As if in general sympathy with the mood around the Hovel, the toaster dies. Its catching mechanism fails to catch, which seems metaphorically apt. I trudge through the rain to the customer care department of John Lewis. The toaster barely cost a tenner but it had great emotional significance (see Down and Out in London, 13 August 2009). In front of me is a West Indian woman with an exploded kettle. She has no receipt but insists that she is under divine protection. When the kettle exploded, she said, the Lord was looking after her, because there was smoke everywhere, and the flat could have caught fire, but didn't. She turns to me as if for corroboration. I forbear to mention that if the Lord was looking after her so assiduously, maybe He wouldn't have allowed the kettle to explode in the first place.

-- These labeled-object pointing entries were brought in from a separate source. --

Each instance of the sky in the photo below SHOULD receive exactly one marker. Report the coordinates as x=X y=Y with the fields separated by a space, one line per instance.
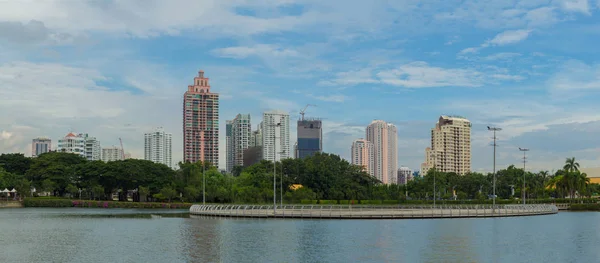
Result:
x=118 y=69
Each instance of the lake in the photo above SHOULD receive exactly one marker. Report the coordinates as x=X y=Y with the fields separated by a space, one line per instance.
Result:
x=132 y=235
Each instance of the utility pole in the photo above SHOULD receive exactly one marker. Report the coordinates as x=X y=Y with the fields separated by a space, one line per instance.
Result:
x=524 y=150
x=494 y=129
x=275 y=164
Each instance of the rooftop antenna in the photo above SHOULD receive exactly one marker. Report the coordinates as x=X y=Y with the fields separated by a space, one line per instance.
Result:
x=304 y=110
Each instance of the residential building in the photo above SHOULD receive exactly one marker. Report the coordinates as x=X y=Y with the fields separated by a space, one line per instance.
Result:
x=241 y=133
x=201 y=122
x=362 y=155
x=229 y=152
x=450 y=149
x=256 y=137
x=72 y=143
x=93 y=151
x=40 y=145
x=310 y=138
x=276 y=135
x=239 y=137
x=112 y=154
x=158 y=147
x=404 y=175
x=384 y=137
x=252 y=155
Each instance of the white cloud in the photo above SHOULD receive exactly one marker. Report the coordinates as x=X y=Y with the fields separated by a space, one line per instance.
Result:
x=260 y=50
x=575 y=76
x=53 y=99
x=509 y=37
x=421 y=75
x=581 y=6
x=502 y=56
x=331 y=98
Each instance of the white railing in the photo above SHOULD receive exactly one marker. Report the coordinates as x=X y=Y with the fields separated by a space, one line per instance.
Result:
x=367 y=211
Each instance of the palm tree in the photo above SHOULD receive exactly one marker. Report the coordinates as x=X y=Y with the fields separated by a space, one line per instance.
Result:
x=571 y=165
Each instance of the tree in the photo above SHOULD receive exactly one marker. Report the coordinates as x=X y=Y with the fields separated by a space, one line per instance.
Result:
x=71 y=189
x=571 y=165
x=98 y=191
x=168 y=192
x=143 y=191
x=15 y=163
x=23 y=187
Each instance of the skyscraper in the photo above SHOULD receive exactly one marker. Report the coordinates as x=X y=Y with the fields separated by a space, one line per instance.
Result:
x=112 y=154
x=276 y=135
x=242 y=131
x=362 y=155
x=229 y=151
x=310 y=138
x=158 y=147
x=384 y=137
x=201 y=122
x=450 y=149
x=93 y=152
x=40 y=145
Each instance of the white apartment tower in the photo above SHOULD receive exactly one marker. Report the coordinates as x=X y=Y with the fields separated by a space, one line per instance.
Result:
x=82 y=144
x=362 y=155
x=112 y=154
x=40 y=145
x=275 y=135
x=229 y=151
x=157 y=147
x=238 y=136
x=384 y=137
x=450 y=149
x=93 y=152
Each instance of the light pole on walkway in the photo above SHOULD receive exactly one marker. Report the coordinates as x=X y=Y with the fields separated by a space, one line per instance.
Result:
x=494 y=129
x=524 y=150
x=274 y=164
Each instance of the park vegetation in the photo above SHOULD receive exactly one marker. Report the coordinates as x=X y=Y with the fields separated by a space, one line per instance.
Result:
x=324 y=178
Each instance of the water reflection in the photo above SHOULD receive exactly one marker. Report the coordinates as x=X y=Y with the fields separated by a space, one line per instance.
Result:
x=82 y=235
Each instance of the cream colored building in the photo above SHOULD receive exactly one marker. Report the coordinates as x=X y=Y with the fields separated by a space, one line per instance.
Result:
x=450 y=149
x=592 y=173
x=384 y=137
x=362 y=155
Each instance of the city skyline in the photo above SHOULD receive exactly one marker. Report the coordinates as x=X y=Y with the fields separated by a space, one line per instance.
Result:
x=498 y=64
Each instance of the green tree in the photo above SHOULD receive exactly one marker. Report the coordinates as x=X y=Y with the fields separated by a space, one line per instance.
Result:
x=168 y=193
x=71 y=189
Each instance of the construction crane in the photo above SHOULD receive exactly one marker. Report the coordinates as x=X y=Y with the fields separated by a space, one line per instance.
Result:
x=304 y=110
x=122 y=150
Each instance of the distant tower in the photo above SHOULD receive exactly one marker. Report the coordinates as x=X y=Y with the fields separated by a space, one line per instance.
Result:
x=158 y=147
x=201 y=122
x=384 y=137
x=275 y=139
x=362 y=155
x=450 y=149
x=40 y=145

The negotiations wear on. The man at the complaints desk, who is beginning to have an air of someone trying to bail out water from a sinking boat, tries to explain that John Lewis has never sold this particular brand of kettle. The woman is not to be stopped. She buys everything from John Lewis, she says, and something about the way she says it suggests that this is on the Lord's advice. Were I an omnipotent divinity, or Apollo, or even the Gnostic demiurge, the semi-competent creator of a botched universe, I, too, would suggest that my people shop at John Lewis - which is never knowingly undersold and whose electrical goods complaints department caves in after 20 minutes of religiously themed haranguing even when you clearly haven't bought the kettle from there in the first place.

When I hand the man my toaster he tells me to pick another one of equivalent price off the shelves. I, too, have no receipt, but there is no fight left in him. I am pleased with this new toaster, until, after a week, it, too, breaks down. What next?

Nicholas Lezard is a literary critic for the Guardian and also writes for the Independent. He writes the Down and Out in London column for the New Statesman.